Comments and conclusions
Acquired
haemophilia A is a rare and intriguing disease. Its knowledge should be
improved among non-specialised clinicians, because it may suddenly
appear in people otherwise in good health and because the first
approach might occur in emergency departments, where sometimes doctors
do not have experience with the diagnosis and management of this
disease. Ideally, a Haemophilia Centre, with adequate expertise, would
be the best place for the first approach of AHA, but this is not always
possible. Therefore, the establishment of a network would be necessary
on the territory to allow immediate consultation with a reference
Haemophilia Centre, for obtaining both early diagnosis and prompt
therapeutic approach. Over the past years, therapies for bleedings have
gradually improved, thanks to the use of increasingly effective and
more widely available products. The availability of rpFVIII has made
possible a real replacement therapy, thanks to low cross-reactivity of
the rpFVIII with the autoantibody directed against human FVIII.
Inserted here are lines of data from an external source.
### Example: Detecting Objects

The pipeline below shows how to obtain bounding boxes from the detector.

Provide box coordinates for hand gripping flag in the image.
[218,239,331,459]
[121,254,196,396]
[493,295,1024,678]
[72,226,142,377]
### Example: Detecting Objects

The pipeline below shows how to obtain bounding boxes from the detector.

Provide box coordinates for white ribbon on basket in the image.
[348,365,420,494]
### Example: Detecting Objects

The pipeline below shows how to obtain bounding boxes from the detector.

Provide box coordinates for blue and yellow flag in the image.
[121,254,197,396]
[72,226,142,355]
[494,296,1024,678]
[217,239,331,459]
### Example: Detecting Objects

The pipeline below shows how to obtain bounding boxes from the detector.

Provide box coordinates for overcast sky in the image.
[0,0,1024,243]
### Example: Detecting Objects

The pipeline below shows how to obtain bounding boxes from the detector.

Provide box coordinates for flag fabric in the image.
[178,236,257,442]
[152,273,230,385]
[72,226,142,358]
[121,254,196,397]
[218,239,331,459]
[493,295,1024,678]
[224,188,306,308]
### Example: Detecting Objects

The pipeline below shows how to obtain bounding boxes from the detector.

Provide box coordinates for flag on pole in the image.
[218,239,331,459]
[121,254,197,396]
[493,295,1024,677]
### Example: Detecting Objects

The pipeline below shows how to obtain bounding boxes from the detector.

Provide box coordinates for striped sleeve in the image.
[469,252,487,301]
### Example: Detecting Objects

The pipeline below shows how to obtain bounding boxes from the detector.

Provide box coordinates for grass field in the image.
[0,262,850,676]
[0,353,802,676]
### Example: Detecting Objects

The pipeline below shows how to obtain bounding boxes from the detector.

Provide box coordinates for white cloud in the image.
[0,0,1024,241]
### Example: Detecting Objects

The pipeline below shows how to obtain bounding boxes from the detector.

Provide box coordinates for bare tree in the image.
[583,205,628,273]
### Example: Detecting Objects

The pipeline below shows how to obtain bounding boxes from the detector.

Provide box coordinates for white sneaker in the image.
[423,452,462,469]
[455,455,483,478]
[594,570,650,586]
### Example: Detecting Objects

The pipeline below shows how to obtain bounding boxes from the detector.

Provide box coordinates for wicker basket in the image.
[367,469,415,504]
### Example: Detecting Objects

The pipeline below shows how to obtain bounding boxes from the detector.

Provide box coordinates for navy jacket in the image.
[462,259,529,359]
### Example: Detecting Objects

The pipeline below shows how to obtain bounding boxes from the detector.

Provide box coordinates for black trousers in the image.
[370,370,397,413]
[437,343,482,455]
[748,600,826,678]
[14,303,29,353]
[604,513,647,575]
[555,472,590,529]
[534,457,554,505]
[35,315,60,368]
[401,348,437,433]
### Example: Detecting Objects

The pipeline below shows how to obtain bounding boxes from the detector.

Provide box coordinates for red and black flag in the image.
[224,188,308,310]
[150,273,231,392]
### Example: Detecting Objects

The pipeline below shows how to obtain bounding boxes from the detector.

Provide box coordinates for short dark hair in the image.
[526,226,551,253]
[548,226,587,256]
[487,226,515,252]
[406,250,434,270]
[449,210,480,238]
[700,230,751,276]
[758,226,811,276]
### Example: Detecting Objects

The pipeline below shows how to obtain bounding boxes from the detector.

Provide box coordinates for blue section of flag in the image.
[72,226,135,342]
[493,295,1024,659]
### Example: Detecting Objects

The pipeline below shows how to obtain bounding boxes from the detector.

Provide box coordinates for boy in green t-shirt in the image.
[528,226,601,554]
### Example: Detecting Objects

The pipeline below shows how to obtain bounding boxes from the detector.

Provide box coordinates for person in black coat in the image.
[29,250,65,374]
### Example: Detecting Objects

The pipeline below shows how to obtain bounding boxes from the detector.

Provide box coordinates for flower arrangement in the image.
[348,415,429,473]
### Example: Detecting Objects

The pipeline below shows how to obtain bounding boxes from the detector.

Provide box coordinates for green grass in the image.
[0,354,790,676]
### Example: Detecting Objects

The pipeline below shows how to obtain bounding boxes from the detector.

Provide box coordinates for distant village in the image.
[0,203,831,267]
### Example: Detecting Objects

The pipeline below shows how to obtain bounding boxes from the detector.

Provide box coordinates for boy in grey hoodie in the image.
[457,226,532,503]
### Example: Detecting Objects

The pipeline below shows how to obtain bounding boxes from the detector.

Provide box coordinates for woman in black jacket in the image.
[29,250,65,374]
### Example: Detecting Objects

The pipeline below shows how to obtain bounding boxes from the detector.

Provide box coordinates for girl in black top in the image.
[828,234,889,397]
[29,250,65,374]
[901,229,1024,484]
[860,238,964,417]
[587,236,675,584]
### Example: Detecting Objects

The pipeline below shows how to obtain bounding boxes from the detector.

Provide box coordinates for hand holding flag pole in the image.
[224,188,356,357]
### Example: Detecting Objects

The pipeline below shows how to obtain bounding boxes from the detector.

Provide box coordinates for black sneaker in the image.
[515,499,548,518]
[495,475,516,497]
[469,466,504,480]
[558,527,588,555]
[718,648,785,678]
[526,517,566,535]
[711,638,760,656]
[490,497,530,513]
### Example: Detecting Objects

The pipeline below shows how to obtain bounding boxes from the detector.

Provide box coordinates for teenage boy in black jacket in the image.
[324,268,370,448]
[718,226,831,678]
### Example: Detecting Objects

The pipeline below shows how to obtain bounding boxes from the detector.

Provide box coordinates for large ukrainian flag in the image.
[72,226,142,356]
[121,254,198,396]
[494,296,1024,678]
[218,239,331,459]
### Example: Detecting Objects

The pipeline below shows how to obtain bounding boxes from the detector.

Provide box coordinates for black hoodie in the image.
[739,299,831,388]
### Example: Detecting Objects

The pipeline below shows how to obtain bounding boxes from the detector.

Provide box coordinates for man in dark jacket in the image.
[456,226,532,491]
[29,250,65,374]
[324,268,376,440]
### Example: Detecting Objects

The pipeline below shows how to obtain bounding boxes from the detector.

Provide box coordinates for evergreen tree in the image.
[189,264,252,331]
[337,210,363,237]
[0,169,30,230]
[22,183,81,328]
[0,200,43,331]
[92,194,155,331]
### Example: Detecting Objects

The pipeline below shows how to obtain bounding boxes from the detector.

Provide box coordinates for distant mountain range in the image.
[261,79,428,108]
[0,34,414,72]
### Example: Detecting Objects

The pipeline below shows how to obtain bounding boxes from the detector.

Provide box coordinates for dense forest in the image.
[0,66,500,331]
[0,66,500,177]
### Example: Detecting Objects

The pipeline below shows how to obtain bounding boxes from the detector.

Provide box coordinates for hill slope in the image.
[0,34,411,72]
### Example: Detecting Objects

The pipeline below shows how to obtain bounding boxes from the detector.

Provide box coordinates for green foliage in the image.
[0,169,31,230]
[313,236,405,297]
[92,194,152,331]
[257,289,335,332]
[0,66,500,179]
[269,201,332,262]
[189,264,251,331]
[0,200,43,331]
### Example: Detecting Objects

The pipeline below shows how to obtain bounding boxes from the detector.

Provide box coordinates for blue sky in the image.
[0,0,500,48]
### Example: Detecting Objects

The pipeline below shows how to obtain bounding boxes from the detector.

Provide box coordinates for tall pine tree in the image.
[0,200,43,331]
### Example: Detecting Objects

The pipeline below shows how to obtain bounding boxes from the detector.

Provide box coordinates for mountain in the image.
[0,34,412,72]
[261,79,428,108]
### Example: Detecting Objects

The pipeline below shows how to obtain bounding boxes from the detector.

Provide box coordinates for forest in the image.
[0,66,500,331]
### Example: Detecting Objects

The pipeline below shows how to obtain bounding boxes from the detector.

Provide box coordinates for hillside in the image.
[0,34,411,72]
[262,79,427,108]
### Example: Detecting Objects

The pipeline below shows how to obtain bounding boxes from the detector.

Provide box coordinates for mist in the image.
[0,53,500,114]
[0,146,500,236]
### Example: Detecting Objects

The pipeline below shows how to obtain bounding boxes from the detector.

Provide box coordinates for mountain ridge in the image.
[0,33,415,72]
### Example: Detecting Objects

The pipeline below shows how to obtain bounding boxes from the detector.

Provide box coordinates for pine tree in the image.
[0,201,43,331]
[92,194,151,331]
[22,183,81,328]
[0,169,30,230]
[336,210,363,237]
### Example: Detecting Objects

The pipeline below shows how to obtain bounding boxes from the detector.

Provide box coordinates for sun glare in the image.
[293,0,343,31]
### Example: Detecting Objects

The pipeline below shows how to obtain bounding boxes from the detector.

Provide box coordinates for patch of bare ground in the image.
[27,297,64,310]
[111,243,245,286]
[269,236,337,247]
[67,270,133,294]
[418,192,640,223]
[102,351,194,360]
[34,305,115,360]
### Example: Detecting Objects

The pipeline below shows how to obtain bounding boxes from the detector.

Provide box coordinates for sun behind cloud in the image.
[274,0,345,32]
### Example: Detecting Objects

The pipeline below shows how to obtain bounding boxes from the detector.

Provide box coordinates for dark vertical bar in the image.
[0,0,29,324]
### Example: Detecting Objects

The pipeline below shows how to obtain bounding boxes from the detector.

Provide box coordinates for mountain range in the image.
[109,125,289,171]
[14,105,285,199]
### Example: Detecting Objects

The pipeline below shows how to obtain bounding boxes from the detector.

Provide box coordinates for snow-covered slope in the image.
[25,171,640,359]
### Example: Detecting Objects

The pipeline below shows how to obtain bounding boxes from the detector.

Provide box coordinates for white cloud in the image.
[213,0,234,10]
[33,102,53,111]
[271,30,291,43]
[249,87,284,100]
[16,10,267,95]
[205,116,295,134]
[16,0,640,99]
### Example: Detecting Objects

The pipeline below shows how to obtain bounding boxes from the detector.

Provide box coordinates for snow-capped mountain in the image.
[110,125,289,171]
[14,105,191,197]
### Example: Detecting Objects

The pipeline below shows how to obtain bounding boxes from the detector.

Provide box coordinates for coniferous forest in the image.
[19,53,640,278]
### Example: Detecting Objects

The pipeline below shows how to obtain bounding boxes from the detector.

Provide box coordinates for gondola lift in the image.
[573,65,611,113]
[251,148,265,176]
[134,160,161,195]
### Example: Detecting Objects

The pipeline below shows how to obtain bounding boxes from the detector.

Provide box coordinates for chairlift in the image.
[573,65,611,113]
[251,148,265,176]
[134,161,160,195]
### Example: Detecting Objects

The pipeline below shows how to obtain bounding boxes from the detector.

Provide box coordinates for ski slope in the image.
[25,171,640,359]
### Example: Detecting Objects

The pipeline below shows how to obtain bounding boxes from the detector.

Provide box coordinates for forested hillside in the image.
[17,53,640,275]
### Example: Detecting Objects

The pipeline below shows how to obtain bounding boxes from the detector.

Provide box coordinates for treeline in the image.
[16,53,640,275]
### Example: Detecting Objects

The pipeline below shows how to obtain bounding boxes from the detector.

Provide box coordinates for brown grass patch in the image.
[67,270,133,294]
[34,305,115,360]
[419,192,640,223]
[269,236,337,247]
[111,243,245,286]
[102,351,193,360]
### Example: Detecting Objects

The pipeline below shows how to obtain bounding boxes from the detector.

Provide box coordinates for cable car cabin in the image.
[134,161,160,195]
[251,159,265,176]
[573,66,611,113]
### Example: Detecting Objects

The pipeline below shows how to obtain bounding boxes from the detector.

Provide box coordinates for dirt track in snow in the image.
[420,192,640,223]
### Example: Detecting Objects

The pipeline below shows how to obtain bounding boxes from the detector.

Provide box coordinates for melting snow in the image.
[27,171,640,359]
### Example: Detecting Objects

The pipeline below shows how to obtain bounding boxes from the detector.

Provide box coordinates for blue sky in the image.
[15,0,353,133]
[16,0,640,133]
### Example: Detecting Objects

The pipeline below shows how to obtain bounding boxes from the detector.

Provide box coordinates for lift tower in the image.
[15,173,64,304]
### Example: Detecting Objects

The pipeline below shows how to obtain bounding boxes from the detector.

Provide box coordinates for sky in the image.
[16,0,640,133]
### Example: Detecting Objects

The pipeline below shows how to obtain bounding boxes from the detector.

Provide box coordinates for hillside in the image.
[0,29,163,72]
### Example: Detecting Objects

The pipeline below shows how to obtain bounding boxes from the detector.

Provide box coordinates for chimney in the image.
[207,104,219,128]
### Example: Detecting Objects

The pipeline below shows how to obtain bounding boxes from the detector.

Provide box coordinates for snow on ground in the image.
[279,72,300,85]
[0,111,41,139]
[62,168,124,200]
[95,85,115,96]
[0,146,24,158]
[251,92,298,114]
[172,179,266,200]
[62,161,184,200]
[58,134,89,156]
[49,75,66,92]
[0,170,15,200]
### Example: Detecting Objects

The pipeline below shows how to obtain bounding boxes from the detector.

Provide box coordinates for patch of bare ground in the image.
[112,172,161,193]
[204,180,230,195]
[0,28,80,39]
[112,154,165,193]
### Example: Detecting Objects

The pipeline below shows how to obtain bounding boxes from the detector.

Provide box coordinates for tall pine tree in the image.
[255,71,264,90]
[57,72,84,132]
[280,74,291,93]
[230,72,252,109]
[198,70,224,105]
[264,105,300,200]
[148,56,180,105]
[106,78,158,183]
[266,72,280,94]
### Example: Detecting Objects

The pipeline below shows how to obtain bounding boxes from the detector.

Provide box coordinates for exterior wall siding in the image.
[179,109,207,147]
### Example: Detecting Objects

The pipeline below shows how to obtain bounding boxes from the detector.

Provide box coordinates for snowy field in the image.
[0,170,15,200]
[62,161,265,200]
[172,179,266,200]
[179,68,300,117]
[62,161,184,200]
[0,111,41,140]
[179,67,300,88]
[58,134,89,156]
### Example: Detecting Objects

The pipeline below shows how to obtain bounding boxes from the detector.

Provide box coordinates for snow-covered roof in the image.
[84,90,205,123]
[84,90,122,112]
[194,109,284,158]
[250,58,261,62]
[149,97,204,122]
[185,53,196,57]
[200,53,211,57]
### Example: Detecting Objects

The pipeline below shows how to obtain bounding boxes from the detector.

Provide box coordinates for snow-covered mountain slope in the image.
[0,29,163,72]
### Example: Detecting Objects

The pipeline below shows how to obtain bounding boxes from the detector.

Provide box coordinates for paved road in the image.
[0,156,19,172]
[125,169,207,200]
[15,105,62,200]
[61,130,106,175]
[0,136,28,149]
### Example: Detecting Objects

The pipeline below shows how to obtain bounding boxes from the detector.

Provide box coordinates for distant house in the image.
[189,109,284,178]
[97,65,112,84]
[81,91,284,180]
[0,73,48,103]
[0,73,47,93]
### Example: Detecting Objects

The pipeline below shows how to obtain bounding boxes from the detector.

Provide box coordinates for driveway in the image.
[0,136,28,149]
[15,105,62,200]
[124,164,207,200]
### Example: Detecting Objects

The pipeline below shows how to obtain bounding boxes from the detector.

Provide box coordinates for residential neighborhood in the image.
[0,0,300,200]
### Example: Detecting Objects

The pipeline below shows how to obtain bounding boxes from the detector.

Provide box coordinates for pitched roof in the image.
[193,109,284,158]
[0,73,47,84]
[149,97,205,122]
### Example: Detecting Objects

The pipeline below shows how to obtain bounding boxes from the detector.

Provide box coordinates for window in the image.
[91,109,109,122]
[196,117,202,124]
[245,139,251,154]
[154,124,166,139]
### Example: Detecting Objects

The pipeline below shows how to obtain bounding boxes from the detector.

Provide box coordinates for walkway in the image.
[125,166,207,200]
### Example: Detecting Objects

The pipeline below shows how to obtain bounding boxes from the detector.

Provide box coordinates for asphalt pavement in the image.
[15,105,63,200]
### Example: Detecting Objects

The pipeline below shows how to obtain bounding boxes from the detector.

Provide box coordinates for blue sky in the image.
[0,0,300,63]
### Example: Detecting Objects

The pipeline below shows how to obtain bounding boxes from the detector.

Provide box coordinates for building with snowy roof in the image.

However, as mentioned above, this treatment should be carefully
monitored and requires to be administered in specialised Centres.
Excellent results can be obtained with IST: first-line therapy with
corticosteroids, alone or combined with cyclophosphamide, has
demonstrated high efficacy; moreover, rituximab in resistant or
relapsed cases or even as first-line approach, when other
immunosuppressants are contraindicated, is currently considered an
effective treatment. In conclusion, the knowledge of the disease has
been improved, therapy for bleeding has reached remarkable results and
IST, set up as soon as possible, offers the possibility of the
inhibitor eradication in most cases. Hence, morbidity and mortality of
AHA have significantly decreased, even in the more advanced age groups.